Sur le chapitre de Robespierre, Buonarroti était intransigeant et il laissait voir à ses interlocuteurs qu’il ne leur pardonnait pas le 9 thermidor. Barère, qu’il rencontrait chez un M. Rodier à Bruxelles, avait trop de souplesse et de faculté d’oubli pour s’en formaliser. Il a laissé de Buonarroti un portrait sympathique dans ses Mémoires. Vadier, plus irascible, plus rancunier, se fâchait de l’éloge de l’incorruptible et entreprenait de démontrer que ses intentions avaient été pures au 9 thermidor. Un jour, il remit à Buonarroti tout un mémoire apologétique de sa conduite, Buonarroti le garda, l’étudia et éprouva le besoin de s’interroger sur le compte de Vadier et de Barère dans la note qu’on va lire et qu’il écrivit pour lui seul[1].

Me voilà lié avec Vadier et par contre coup en contact avec Barère son ami.

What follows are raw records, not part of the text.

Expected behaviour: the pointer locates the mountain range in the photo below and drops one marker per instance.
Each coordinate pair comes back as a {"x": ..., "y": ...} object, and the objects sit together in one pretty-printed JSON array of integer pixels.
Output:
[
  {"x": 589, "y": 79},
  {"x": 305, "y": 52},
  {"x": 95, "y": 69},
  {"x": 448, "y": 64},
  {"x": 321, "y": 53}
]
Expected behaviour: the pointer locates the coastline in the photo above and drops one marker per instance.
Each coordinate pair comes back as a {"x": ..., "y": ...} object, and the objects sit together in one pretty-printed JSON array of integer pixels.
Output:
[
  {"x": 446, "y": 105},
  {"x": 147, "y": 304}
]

Est-ce parce que je les estime, est-ce parce que je vois en eux deux fermes appuis de la liberté, deux sages fondateurs de la République ? Je suis obligé d’avouer qu’à mes yeux ils ne méritent cet honneur ni l’un ni l’autre[2].

Ces deux hommes enveloppés dans les proscriptions, dont furent atteints tant de républicains dans les cours des aimées 2, 3 et 4 de la République, durent leurs malheurs aux services qu’ils avaient précédemment rendus à la cause populaire.

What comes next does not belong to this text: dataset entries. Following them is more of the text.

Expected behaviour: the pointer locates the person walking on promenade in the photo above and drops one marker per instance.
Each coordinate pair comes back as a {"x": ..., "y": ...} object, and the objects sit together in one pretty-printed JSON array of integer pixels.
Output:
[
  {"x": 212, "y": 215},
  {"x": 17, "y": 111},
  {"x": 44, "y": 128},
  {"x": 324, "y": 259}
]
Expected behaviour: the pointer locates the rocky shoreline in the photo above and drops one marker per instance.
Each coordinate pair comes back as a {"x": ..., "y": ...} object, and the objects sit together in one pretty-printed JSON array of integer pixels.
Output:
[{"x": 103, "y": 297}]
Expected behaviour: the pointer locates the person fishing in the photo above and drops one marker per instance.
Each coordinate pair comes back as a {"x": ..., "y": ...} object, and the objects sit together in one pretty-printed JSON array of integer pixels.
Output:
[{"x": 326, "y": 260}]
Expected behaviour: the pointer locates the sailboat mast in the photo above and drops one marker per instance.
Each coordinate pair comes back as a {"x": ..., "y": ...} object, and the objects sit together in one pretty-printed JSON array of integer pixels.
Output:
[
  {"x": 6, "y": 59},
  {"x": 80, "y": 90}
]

Ces deux hommes sont odieux aux royalistes dont ils frappèrent l’idole, aux Girondins dont ils accusèrent les chefs et aux Thermidoriens dont ils refusèrent de partager l’infamie et les complots[3].

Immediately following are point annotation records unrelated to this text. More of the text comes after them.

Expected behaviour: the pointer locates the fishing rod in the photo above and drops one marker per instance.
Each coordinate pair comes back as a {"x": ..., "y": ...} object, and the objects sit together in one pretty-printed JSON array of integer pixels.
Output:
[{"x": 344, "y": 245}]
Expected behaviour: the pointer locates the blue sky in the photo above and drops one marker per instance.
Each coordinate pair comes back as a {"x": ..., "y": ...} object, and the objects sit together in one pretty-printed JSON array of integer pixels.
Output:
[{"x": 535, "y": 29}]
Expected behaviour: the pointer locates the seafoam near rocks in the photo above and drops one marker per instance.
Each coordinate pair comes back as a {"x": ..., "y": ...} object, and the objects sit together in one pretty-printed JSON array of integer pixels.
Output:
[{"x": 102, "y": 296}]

Il y en avait assez de ces circonstances pour me déterminer à les fréquenter de préférence à presque tous leurs collègues qui se sont déclarés les ennemis de la cause que j’ai défendue.

Un autre motif m’attira vers Vadier ; ce vieillard fut impliqué à tort dans le grand procès de Vendôme et partagea pendant trois ans et demi ma captivité et ma déportation. Je fus le voir comme mon ancien compagnon de malheur et l’accueil amical[4] que je reçus de lui et particulièrement de sa femme et de sa fille m’engagea à répéter mes visites dont je me suis fait enfin une habitude journalière. C’est chez Vadier que j’ai souvent rencontré Barère et que j’ai pu me former une idée de ses talens, de ses connaissances, de sa philosophie et de son caractère.

Barère est grand parleur. Son imagination est vive, ses principes politiques sont incertains ; il aime les plaisirs et le faste, il se plaît à briller dans les salons ; il est faible, irrésolu et excessivement timide, il est grand conteur d’anecdotes vraies ou inventées.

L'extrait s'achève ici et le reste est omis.